CONCLUSION The exclusion of LGBTQ individuals from the right to immigrate to the United States may have been repealed in 1990, but the US has continuously implemented new policies to actively limit the immigration rights of LBGTQ people. Once the ban on homosexuals was repealed the government quickly implemented the HIV/AIDS ban. At the time, HIV/AIDS was largely associated with the LGBTQ community and although there was no medical reason to implement such a ban, it was signed into law. With the signing of DOMA in 1996, the United States only further strengthened their ability to keep queer bodies out of the United States.

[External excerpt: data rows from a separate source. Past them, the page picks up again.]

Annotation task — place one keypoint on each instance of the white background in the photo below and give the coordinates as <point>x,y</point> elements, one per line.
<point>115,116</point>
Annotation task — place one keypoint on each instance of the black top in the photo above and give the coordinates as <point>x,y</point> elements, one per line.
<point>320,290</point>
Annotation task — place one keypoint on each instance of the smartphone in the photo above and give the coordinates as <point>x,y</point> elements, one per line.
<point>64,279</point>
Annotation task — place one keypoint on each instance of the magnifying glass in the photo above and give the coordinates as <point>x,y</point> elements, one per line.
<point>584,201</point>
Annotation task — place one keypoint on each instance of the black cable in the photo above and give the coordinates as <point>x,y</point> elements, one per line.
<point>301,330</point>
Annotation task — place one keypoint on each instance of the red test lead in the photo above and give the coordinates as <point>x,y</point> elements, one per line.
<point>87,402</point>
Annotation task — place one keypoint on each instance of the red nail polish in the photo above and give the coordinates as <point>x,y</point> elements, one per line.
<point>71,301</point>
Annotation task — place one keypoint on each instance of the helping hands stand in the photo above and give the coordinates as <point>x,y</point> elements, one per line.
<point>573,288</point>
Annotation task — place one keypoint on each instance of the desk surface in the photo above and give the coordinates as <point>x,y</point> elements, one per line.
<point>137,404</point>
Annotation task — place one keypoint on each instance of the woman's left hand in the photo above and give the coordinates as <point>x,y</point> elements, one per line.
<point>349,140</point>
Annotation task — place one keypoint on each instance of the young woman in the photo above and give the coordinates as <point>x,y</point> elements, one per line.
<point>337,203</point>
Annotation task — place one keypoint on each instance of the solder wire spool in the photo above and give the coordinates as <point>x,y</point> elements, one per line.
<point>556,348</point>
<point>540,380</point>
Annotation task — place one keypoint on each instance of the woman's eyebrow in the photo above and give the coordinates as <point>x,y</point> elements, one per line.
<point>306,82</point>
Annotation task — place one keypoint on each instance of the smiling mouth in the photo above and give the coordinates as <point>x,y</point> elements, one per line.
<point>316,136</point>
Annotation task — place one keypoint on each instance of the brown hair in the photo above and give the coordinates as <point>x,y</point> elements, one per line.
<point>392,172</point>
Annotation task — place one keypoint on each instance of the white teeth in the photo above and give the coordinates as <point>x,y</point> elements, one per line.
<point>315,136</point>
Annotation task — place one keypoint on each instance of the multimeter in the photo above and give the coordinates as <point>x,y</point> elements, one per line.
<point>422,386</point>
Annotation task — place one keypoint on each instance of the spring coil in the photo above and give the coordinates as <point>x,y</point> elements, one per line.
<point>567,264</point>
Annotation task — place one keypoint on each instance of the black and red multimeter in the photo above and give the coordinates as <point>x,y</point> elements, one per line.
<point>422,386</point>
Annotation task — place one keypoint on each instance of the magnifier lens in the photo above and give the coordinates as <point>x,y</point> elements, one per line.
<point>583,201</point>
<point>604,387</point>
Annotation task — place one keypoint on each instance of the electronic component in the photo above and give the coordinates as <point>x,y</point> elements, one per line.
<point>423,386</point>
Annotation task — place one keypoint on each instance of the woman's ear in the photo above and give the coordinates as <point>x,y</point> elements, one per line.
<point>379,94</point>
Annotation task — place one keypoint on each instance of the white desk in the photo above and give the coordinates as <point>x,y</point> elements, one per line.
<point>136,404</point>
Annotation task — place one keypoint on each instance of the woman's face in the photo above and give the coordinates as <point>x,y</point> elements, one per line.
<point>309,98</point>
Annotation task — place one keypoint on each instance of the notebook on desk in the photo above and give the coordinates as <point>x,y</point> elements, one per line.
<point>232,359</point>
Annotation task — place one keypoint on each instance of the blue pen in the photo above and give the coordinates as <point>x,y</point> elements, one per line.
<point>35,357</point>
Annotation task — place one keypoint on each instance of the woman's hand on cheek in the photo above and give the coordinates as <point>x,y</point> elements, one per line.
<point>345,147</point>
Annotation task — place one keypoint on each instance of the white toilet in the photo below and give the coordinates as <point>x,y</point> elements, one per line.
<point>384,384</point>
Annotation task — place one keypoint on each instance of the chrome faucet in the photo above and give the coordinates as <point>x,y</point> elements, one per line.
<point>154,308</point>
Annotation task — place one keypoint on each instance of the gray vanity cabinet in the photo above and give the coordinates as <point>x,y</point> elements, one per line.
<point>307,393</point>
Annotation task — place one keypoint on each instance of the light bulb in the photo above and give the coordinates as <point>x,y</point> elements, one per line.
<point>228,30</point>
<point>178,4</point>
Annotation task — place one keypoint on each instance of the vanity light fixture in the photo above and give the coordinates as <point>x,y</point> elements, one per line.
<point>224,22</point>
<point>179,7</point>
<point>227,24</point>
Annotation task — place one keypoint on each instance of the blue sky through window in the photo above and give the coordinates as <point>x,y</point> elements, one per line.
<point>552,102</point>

Today, as LGBTQ rights groups and progressive politicians work toward helping LGBTQ individuals obtain immigration benefits, the requirements of financial stability and a permanent partnership only further discriminate against LGBTQ individuals who do not fall into this privileged category. In order to make true progress for LGBTQ immigrants, comprehensive immigration reform is needed to address all of the factors that actively discriminate against individuals seeking entrance or legal residency in the US. The reluctance to work on comprehensive immigration reform is just another way that the United States continues to exclude queer bodies from gaining immigration rights in the US.